ALEXANDER KENT
Richard Bolitho – Midshipman
(Bolitho – 1)
1. A Ship of the Line
ALTHOUGH only noon, the clouds which scudded busily above Portsmouth harbour made it seem closer to evening. For several days a stiff easterly wind had turned the crowded anchorage into angry criss-crossing patterns of whitecaps, and an attendant drizzle gave each buffeted ship and the stout walls of the harbour defences a glistening, metallic sheen. On Portsmouth Point itself, solid and uncompromising, stood the Blue Posts Inn. Like inns and hostelries in every busy seaport, it had been added to and altered over the years, but still retained an appearance of a sailor's haunt. In fact, it was used more by young midshipmen than any other seafarers who came and went with the tides, and because of this it held an atmosphere all of its own. Low-beamed, noisy and not particularly clean, it had seen more than one would-be admiral pass through its scarred doors.

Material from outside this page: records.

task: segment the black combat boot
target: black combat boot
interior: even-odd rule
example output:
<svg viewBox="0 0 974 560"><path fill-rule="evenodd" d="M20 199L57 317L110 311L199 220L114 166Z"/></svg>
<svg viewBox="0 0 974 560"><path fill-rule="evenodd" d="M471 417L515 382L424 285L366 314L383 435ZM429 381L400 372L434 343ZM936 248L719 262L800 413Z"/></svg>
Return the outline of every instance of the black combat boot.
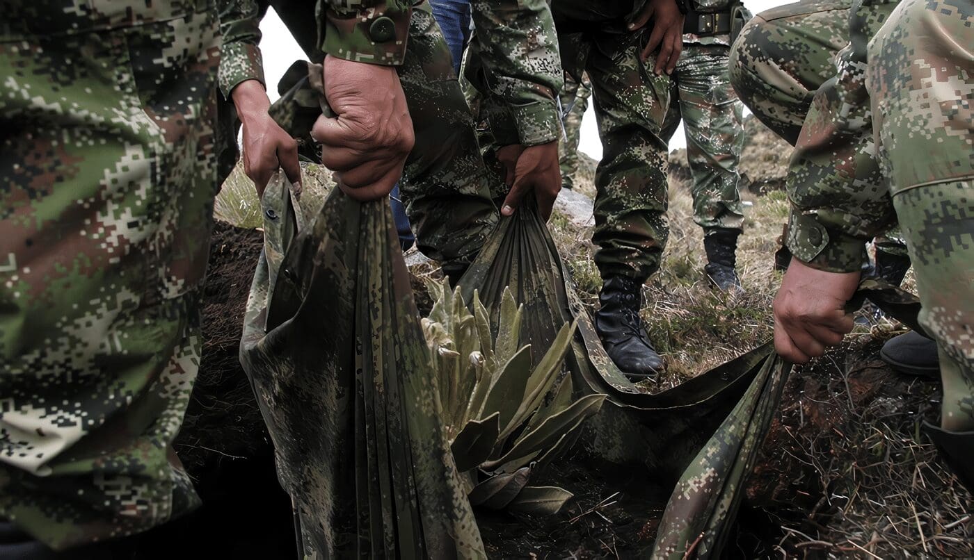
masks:
<svg viewBox="0 0 974 560"><path fill-rule="evenodd" d="M639 318L642 286L632 278L611 276L602 285L599 302L595 331L616 366L633 381L661 373L663 360L650 343Z"/></svg>
<svg viewBox="0 0 974 560"><path fill-rule="evenodd" d="M916 331L886 340L880 350L880 358L901 373L940 378L937 343Z"/></svg>
<svg viewBox="0 0 974 560"><path fill-rule="evenodd" d="M922 431L967 491L974 494L974 432L948 432L929 422Z"/></svg>
<svg viewBox="0 0 974 560"><path fill-rule="evenodd" d="M737 264L737 236L740 229L714 228L703 234L703 250L707 252L707 264L703 271L710 285L721 292L743 293L740 278L734 266Z"/></svg>

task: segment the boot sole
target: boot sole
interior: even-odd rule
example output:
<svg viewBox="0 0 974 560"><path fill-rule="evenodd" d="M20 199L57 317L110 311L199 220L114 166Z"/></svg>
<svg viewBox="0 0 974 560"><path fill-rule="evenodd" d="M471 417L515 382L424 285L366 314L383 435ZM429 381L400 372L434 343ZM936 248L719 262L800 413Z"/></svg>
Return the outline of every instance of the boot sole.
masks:
<svg viewBox="0 0 974 560"><path fill-rule="evenodd" d="M912 364L904 364L898 360L894 360L891 356L880 350L880 358L883 362L892 367L893 369L901 373L906 373L907 375L914 375L916 377L926 377L929 379L937 379L940 377L940 366L935 368L929 366L915 366Z"/></svg>

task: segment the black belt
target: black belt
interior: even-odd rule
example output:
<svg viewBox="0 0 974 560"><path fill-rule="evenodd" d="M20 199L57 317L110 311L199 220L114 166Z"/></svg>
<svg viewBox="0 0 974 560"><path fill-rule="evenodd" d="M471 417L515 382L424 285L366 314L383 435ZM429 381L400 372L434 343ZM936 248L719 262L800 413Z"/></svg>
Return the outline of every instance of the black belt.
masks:
<svg viewBox="0 0 974 560"><path fill-rule="evenodd" d="M694 35L720 35L730 32L730 14L700 14L688 12L683 20L683 32Z"/></svg>

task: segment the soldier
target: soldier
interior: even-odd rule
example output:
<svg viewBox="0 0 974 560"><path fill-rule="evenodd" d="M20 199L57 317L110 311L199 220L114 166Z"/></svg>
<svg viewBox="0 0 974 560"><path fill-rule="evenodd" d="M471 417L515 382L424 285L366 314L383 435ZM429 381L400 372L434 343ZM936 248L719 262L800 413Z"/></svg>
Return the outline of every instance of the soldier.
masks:
<svg viewBox="0 0 974 560"><path fill-rule="evenodd" d="M662 359L639 317L642 286L666 243L666 142L660 138L670 78L681 50L683 10L675 0L554 0L552 15L564 70L588 75L604 147L595 175L595 262L603 279L595 326L606 351L632 378L656 375ZM652 29L647 27L653 19ZM478 36L480 34L478 33ZM465 77L481 93L492 84L470 44ZM658 50L658 52L656 51ZM481 100L496 157L507 170L509 201L523 192L510 180L517 147L491 95ZM520 164L520 162L517 162ZM544 216L546 218L546 216Z"/></svg>
<svg viewBox="0 0 974 560"><path fill-rule="evenodd" d="M4 3L0 557L110 557L198 504L171 442L202 343L217 27L206 1Z"/></svg>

On this particular day in mid-October 1772, Richard Bolitho sat wedged in a corner of one of the long rooms half listening to the babble of voices around him, the clatter of plates and tankards and the hiss of rain against the small windows. The air was heavy with mixed aromas. Food and ale, tobacco and tar, and each time the street doors opened to a chorus of curses and complaints the keener tang of salt from the waiting ships. Bolitho stretched his legs and sighed. After the long and broken coach journey from his home in Falmouth, and a large portion of rabbit pie which was one of the Blue Posts' favourite dishes for the 'young gentlemen', he was feeling drowsy. He glanced curiously at the other midshipmen nearby. Some were very young. Children, no more than twelve years old at the most. He smiled, despite his normal reserve. When he had joined his first ship as midshipman he too had been twelve. Only by thinking back to that time could he appreciate how he had altered.